We have nothing to hide'

Published : Jan 14, 2011 00:00 IST

DIGVIJAY SINGH, CONGRESS general secretary. - PTI

DIGVIJAY SINGH, CONGRESS general secretary. - PTI

DIGVIJAY SINGH, general secretary of the Congress, said the party had no reason to be defensive on any front. Dismissing reports of dissension at the just-concluded plenary session of the party in Delhi, the two-time Chief Minister of Madhya Pradesh said the party stood united under the leadership of Sonia Gandhi. Excerpts from an interview:

What are the principal messages that have emerged from the Congress plenary session?

This plenary marks the 125th anniversary of the Congress, and a number of principal messages have emanated from this conclave. To start with, the Congress president has a given a strong message that the party will not tolerate corruption at any level.
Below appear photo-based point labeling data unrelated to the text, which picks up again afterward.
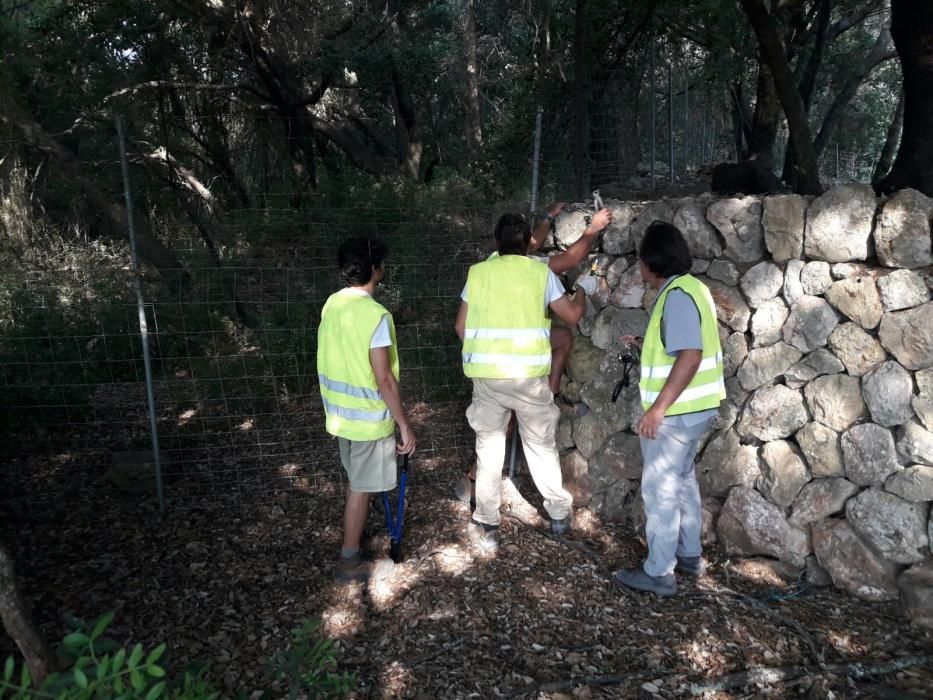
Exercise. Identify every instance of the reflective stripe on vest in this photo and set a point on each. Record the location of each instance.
(352, 402)
(707, 387)
(507, 333)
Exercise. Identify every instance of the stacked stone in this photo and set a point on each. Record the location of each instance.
(822, 456)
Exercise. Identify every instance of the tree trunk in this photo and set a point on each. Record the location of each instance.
(113, 214)
(807, 82)
(891, 142)
(912, 30)
(579, 102)
(773, 55)
(18, 623)
(880, 52)
(474, 115)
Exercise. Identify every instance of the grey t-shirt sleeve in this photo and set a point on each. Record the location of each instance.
(680, 323)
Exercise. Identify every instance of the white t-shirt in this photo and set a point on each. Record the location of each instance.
(382, 337)
(552, 292)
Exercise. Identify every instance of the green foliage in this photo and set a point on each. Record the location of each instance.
(309, 665)
(98, 667)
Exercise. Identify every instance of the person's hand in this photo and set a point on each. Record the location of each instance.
(600, 220)
(407, 444)
(588, 284)
(650, 422)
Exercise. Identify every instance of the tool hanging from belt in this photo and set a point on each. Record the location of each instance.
(394, 524)
(628, 358)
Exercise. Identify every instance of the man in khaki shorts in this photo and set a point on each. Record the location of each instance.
(505, 330)
(358, 369)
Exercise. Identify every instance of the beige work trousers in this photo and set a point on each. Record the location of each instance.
(488, 415)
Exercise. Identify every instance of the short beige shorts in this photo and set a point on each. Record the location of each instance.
(370, 464)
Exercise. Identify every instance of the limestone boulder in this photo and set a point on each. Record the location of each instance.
(888, 390)
(619, 457)
(851, 563)
(772, 413)
(821, 498)
(893, 527)
(723, 270)
(902, 235)
(612, 323)
(915, 443)
(810, 323)
(764, 365)
(793, 288)
(815, 278)
(589, 434)
(629, 292)
(835, 400)
(902, 289)
(857, 350)
(839, 224)
(783, 221)
(916, 587)
(659, 210)
(783, 473)
(617, 239)
(868, 454)
(914, 484)
(739, 222)
(611, 501)
(816, 364)
(726, 463)
(820, 447)
(749, 526)
(584, 360)
(574, 469)
(908, 335)
(768, 321)
(857, 297)
(761, 283)
(734, 352)
(701, 236)
(731, 308)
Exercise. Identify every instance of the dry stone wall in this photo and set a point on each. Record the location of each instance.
(822, 454)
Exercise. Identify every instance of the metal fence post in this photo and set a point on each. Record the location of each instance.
(536, 162)
(143, 325)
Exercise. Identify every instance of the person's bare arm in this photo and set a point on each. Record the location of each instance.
(575, 254)
(540, 231)
(682, 373)
(570, 309)
(392, 395)
(460, 323)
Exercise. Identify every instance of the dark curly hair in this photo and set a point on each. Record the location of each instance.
(357, 257)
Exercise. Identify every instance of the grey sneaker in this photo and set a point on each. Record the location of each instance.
(352, 569)
(562, 526)
(483, 537)
(691, 566)
(663, 586)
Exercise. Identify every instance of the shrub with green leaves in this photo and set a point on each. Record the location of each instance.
(99, 667)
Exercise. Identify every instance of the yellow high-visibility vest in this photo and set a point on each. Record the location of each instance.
(353, 404)
(707, 387)
(508, 333)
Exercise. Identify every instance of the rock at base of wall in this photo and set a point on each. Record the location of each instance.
(916, 588)
(851, 563)
(893, 527)
(749, 526)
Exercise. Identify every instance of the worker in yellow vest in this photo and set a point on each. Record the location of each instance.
(561, 337)
(505, 330)
(681, 386)
(358, 369)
She has also exposed the double standards of the BJP on this issue. The Congress has also come out strongly against majority and minority religious fundamentalism. The plenary also underlined the fact that dialogue is the only way to resolve all kinds of insurgency.
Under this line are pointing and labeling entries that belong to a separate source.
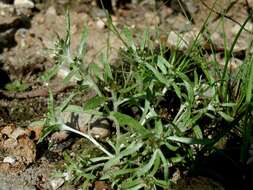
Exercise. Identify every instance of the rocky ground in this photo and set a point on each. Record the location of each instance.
(28, 31)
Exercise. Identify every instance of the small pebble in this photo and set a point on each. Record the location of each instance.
(100, 24)
(56, 183)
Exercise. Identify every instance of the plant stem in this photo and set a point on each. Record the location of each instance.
(90, 138)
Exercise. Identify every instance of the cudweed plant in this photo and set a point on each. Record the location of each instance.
(158, 105)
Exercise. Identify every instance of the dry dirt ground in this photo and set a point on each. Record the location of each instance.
(26, 35)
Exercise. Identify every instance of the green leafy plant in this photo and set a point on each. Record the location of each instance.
(165, 105)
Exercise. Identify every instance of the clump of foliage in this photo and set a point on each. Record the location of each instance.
(166, 107)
It is felt that the Congress was on the defensive on several fronts, including corruption charges against party leaders and others in the UPA government, the revolt in the State party units and the failure to bring about an electoral revival in Bihar.

There is no question of being defensive on any front. We have nothing to hide. The Congress has weathered worse storms, and a few electoral reverses won't make a difference. Our party in Bihar was quite weak, which the Congress president herself has admitted, and there is a need to rejuvenate it in such States.

Your comments on Hindutva terror have been characterised by the BJP and its associates in the Sangh Parivar as a diversionary tactic aimed at distracting attention from vital issues.

Why should I divert the focus from 2G? We have nothing to hide. In fact it was the Government of India that registered the first information report with the Central Bureau of Investigation to investigate the 2G scam long before the demand for a JPC probe was raised by the Opposition. If the Opposition had allowed a discussion in Parliament, we would have exposed the involvement of BJP leaders when they changed the policy goal post in 1999 to suit the licensees after the auction, resulting in a loss of Rs.1,43,000 crore to the exchequer until 2010. When 2G is being investigated by the CBI, the Income Tax Department, the Directorate of Enforcement and the Public Accounts Committee, what is the need for a JPC?

Even if a JPC is constituted and it comes out with a finding, the case will have to be investigated by these agencies and cases made out against the culprits. I cannot understand why they do not trust the wisdom of Dr Murli Manohar Joshi, the Chairman of the PAC. As far as price rise is concerned, Parliament discussed the issue at length in the last session. We could have discussed it in the winter session too if they had allowed Parliament to function.

Several observers have pointed out that two distinct streams of politics were visible at the plenary. One, an aggressive, opposition-like championing of issues by leaders like you, who are essentially associated with the party organisation. Two, a more moderate, development-oriented line taken by leaders in the government. There is also the view that such divergent lines may not produce positive results for the party or the government led by it.

It is not correct at all. All resolutions were passed unanimously. The debate was extensive, and amendments were moved and some were accepted. The party stands united under the leadership of Mrs. Sonia Gandhi.

There were calls at the plenary to leave candidate selection for the general election to State units. Do you think this will work given the Congress culture of centralised decision-making?

Selection of candidates is through a well-established process of consultation with block, district and State units. Proposals are then screened at the AICC and put up before the Central Election Committee, which finally decides the candidates. This is the process that every political party follows.

Congress leaders from West Bengal and Tamil Nadu complained at the plenary that they were being ill-treated by their regional allies such as the Trinamool Congress and the Dravida Munnetra Kazhagam. Is the party well prepared to face elections in these States?

Each State unit, after due consultations within its ranks, sends suggestions to the party's Central Election Committee, which then takes a decision. Coalition politics is not new to us in Tamil Nadu and Kerala, and I think to fight the well-entrenched Left Front in West Bengal, the Trinamool Congress and the Congress need each other.